Figure 3 | Scientific Reports

Figure 3

From: A handheld platform for target protein detection and quantification using disposable nanopore strips

Figure 3

Measuring and modeling the fraction of tagged events as a function of HGD65 target-to-scaffold/fusion ratio. (a) EMSA assay showed increasing fraction of target-bound scaffold/fusion molecules as HGD65 antibody concentration increases, using a 217 bp/PNA-peptide detection reagent. (b) The data are the tagged fraction of recorded events with the 95% confidence interval \((Q\pm 1.96\sqrt{Q\mathrm{(1}-Q)/N})\) at six different target-to-scaffold/fusion ratios X. The fitted three-parameter model Ftag(X) is defined in Eq. (1).
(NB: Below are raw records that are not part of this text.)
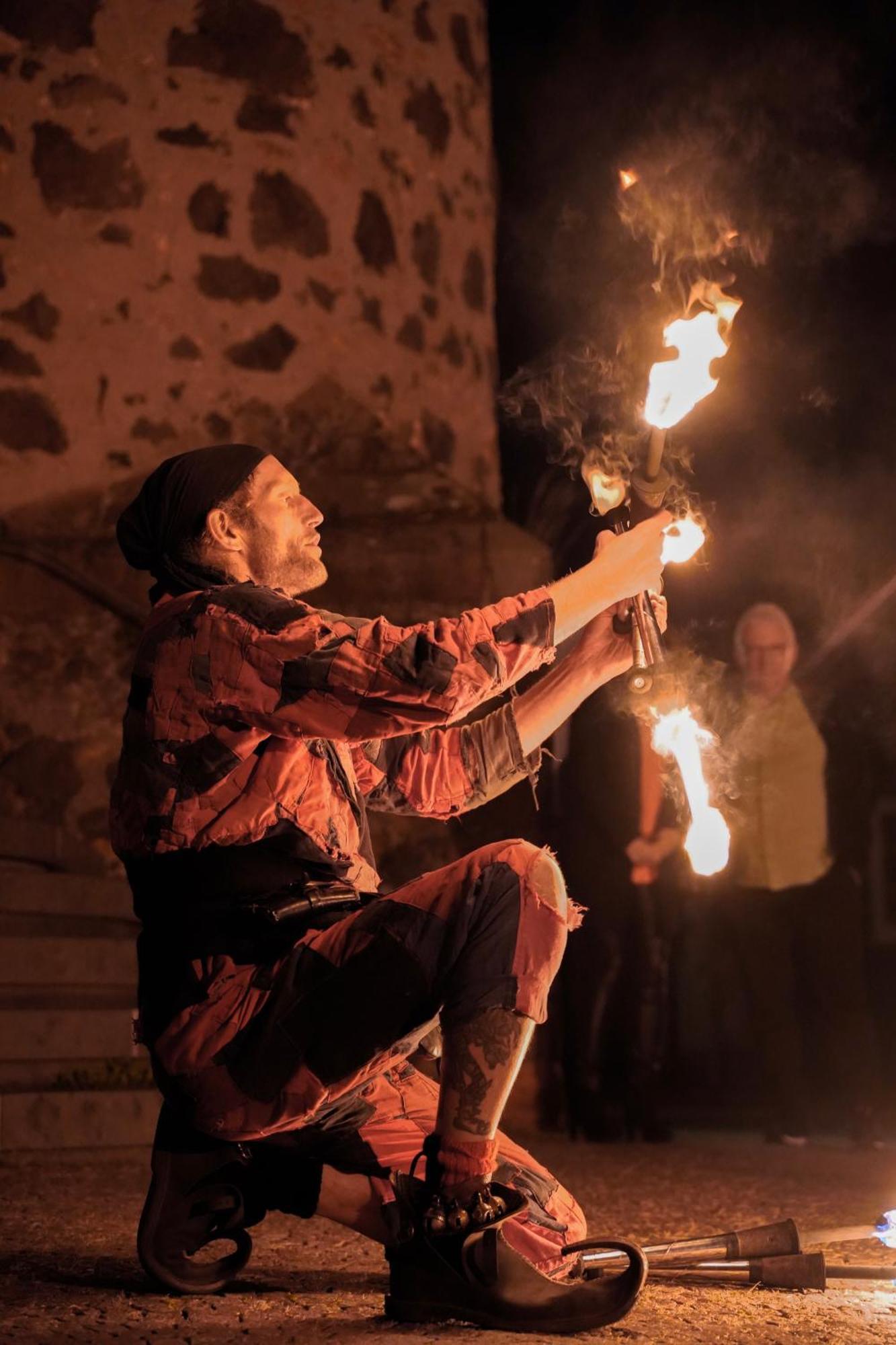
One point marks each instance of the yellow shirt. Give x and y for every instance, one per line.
x=782, y=835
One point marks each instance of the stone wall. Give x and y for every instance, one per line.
x=208, y=206
x=237, y=220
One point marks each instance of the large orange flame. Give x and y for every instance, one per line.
x=681, y=540
x=674, y=387
x=678, y=735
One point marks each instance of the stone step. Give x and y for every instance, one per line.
x=30, y=891
x=71, y=962
x=63, y=1034
x=80, y=1120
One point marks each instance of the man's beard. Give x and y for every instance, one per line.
x=295, y=568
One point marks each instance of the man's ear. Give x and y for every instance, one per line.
x=222, y=532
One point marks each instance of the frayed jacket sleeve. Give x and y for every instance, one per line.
x=298, y=672
x=442, y=773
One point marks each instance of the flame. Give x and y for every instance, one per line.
x=677, y=734
x=674, y=387
x=887, y=1229
x=681, y=540
x=606, y=492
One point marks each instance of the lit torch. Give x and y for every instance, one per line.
x=678, y=735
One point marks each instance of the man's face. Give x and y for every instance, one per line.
x=766, y=657
x=282, y=541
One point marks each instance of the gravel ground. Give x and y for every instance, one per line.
x=68, y=1270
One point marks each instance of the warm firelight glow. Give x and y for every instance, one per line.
x=678, y=735
x=681, y=540
x=674, y=387
x=887, y=1230
x=606, y=492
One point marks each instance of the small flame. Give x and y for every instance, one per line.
x=887, y=1229
x=677, y=734
x=674, y=387
x=681, y=540
x=606, y=492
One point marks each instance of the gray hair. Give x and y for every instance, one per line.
x=763, y=613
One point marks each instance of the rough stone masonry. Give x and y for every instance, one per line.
x=252, y=221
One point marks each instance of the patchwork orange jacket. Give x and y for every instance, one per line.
x=260, y=730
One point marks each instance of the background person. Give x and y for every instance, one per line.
x=794, y=913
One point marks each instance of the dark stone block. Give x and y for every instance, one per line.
x=42, y=773
x=411, y=333
x=361, y=110
x=115, y=235
x=84, y=180
x=189, y=138
x=270, y=350
x=451, y=348
x=427, y=111
x=154, y=431
x=28, y=420
x=323, y=295
x=17, y=361
x=462, y=44
x=440, y=440
x=244, y=40
x=425, y=249
x=391, y=161
x=372, y=311
x=185, y=349
x=209, y=212
x=264, y=115
x=236, y=280
x=37, y=315
x=67, y=25
x=218, y=427
x=80, y=91
x=339, y=59
x=473, y=284
x=423, y=28
x=286, y=216
x=374, y=237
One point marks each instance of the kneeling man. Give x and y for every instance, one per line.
x=280, y=995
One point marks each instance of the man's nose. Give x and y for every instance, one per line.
x=310, y=512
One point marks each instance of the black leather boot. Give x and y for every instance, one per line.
x=202, y=1191
x=454, y=1262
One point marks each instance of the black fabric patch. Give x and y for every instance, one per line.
x=139, y=693
x=202, y=765
x=309, y=673
x=421, y=662
x=261, y=607
x=530, y=627
x=486, y=657
x=201, y=670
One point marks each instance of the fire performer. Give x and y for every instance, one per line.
x=794, y=914
x=259, y=732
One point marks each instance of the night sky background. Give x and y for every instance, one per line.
x=778, y=123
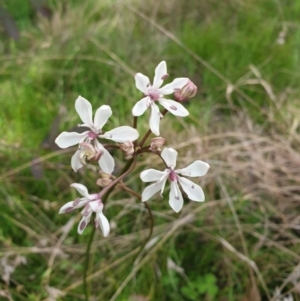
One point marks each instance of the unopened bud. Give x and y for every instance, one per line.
x=88, y=153
x=128, y=148
x=187, y=92
x=103, y=182
x=104, y=174
x=157, y=143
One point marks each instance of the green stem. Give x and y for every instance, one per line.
x=86, y=288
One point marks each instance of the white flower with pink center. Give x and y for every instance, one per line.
x=193, y=191
x=91, y=203
x=155, y=93
x=120, y=134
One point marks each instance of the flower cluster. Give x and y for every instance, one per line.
x=91, y=149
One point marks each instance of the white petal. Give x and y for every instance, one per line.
x=101, y=116
x=150, y=190
x=177, y=83
x=84, y=110
x=151, y=175
x=174, y=107
x=142, y=82
x=175, y=197
x=170, y=156
x=194, y=191
x=66, y=139
x=141, y=106
x=154, y=119
x=83, y=223
x=121, y=134
x=68, y=207
x=160, y=73
x=75, y=161
x=81, y=189
x=196, y=169
x=107, y=162
x=103, y=223
x=96, y=205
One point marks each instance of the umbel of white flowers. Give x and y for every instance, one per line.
x=119, y=134
x=90, y=148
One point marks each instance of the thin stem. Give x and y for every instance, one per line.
x=86, y=288
x=134, y=122
x=145, y=138
x=111, y=146
x=104, y=195
x=129, y=167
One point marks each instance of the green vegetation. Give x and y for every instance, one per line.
x=241, y=243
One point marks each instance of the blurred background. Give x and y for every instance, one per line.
x=243, y=242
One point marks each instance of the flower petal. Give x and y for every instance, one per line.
x=103, y=223
x=160, y=73
x=196, y=169
x=68, y=207
x=107, y=162
x=121, y=134
x=175, y=197
x=83, y=223
x=66, y=139
x=170, y=156
x=81, y=189
x=150, y=190
x=194, y=191
x=177, y=83
x=174, y=107
x=101, y=116
x=141, y=106
x=154, y=119
x=75, y=161
x=96, y=205
x=142, y=82
x=84, y=110
x=151, y=175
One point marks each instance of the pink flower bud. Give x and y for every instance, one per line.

The reagent for each ratio X was measured sequentially on the same pore (P15, Supplementary Table S19), with 5 minutes of event-free buffer only recording in between reagents. The number of events N and ordered recording periods for each X were: (i) X = 0, N = 475 in 7 min, (ii) X = 2.8, N = 819 in 17 min, (iii) X = 1.4, N = 685 in 14 min, (iv) X = 0.7, N = 615 in 13 min, (v) X = 0.35, N = 516 in 10 min, (vi) X = 3.7, N = 663 in 16 min, (vii) X = 7.4, N = 783 in 14 min. Model fitting error was 2.2% using a normalized root-mean-square (Supplementary Table S20). The Q data for X = (0.35, 0.7, 1.4) are sufficiently below saturation to permit concentration estimation, as described in the main text. The results are estimated (0.53 ± 0.07, 1.4 ± 0.05, 2.8 ± 0.3) nM compared to knowns (0.7, 1.4, 2.8) nM (Supplementary Table S21). Thus, a single pore nominally has a 2-log detection range and 1-log quantitative range.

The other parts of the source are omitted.